Serve from a full cup – Poppy was such a giving person. I think he may have also given too much. From the story of how he lost the family business and ended up in debt at an early age because he couldn’t bear to see someone go without to cancer, which eventually took his life and was potentially linked to all of the smoke he inhaled as a firefighter without proper equipment. If Poppy knew someone needed help, he just responded. I can see how I continually struggle with this, too, having already burned myself out three times in my not-quite-four decades on this earth. I was lucky that each of those burnouts came with a break. Since coming back from my last one post-maternity leave, I’ve been working hard to learn to serve from a full cup. While I haven’t figured out how to do that quite yet, I seem to have at least figured out how to ensure I’m at least partially refilling that cup all of the time.

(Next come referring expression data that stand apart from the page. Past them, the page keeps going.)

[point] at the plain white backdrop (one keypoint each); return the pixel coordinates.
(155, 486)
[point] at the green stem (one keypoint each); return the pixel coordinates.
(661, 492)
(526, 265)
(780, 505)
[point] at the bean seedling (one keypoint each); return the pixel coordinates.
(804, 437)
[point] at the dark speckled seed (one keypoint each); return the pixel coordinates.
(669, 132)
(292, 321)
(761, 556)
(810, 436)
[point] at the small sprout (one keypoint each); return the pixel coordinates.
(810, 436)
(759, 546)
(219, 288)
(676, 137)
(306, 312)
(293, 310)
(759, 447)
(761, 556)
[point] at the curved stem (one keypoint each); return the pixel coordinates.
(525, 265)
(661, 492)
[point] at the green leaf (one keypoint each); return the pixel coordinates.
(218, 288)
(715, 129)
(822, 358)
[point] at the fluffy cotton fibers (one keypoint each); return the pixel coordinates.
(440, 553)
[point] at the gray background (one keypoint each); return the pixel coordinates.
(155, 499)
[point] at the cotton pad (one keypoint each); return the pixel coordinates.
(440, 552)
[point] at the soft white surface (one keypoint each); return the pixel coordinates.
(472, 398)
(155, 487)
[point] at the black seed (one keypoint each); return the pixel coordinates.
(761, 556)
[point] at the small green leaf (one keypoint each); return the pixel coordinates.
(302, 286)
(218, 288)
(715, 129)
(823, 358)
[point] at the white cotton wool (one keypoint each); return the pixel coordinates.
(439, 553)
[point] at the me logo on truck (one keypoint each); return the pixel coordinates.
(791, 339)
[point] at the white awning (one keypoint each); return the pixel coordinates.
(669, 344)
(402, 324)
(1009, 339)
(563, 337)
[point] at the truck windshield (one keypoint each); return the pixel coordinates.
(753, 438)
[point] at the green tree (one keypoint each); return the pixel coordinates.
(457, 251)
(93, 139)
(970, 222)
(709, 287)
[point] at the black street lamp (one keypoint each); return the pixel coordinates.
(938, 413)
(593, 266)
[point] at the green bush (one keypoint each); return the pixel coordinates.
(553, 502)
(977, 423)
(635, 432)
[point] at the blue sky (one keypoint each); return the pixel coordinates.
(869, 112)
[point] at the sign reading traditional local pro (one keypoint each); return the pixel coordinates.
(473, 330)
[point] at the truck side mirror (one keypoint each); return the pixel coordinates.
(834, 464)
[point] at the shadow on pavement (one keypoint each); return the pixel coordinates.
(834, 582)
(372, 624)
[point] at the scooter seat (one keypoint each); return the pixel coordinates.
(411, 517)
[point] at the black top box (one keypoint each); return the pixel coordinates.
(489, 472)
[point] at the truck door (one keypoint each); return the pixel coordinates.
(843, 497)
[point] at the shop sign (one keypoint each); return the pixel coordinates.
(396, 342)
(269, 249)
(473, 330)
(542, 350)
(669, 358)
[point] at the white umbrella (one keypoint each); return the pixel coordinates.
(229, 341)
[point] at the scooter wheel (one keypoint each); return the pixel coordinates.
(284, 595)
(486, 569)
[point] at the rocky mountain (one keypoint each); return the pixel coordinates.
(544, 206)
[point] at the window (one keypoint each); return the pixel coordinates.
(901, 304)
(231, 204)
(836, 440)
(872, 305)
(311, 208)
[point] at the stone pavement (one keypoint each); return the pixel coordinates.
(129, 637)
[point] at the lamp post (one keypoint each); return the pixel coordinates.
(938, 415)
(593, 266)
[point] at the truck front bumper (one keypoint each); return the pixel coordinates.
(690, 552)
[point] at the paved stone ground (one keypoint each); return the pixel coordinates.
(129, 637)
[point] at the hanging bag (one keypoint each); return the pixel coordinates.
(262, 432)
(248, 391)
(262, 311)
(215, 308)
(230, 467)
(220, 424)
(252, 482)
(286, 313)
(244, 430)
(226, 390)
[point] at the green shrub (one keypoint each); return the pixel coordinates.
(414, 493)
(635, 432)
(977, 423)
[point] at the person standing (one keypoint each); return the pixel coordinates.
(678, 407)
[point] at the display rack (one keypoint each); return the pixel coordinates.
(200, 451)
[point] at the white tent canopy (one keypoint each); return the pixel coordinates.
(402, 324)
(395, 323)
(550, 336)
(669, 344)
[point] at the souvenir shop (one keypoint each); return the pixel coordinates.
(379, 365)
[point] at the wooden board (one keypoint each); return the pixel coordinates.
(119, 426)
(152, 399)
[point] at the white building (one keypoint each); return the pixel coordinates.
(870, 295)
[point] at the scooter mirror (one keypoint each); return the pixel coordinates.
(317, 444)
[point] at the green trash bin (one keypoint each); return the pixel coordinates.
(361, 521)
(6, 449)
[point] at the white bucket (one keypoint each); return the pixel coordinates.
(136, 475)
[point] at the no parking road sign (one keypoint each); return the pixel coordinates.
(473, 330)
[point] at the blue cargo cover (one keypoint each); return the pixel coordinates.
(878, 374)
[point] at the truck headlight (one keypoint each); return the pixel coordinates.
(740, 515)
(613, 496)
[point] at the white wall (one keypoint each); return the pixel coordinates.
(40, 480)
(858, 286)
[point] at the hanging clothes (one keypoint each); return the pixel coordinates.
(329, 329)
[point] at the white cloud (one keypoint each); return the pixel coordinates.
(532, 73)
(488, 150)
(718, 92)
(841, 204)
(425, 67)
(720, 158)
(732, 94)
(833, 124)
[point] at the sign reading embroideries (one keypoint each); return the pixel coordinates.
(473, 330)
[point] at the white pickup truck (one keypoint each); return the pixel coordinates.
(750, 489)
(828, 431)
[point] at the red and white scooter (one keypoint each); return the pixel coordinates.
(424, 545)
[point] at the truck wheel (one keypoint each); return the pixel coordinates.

Being comfortable with reciprocity and saying no – Learning that receiving from and depending on others takes relationships to a new level. By sharing burdens and opportunities together, we can have richer relationships, conversations and actions. This centres us on holding things together rather than the individual hero narrative. This also includes learning to say no. I’m working to turn down my habit of giving too much of myself and my family. Knowing that having boundaries and saying no when we need to allow others to rise or for pacing or different resources to come into play to make the work sustainable and richer. And accepting that sometimes it just doesn’t happen because it’s not the right time or the right thing and that’s ok, too.

My Poppy is still my biggest cheerleader and advisor. I try to spend time with his spirit in meditation a few times a week. Sitting together at the breakfast table in Middle Arm, loving, learning and laughing together.

Tomorrow my family and I set out to live, work and play from the island’s west coast and Great Northern Peninsula for a few weeks. I feel so fortunate that this can be part of my professional work and that my partner and daughter are so excited about this adventure, too. Exploring every wharf on this island was something my Poppy wanted to do when he slowed down and retired. Sadly, cancer took that away from him and my Nanny. I know he’ll be with us as we explore so many beautiful communities, visit amazing people on that part of the island and watch ourselves and our daughter fall more in love with this place. We’ll also try to stop at every wharf we can in honour of him. 

Thank you, Poppy, for everything you still continue to give to all of us.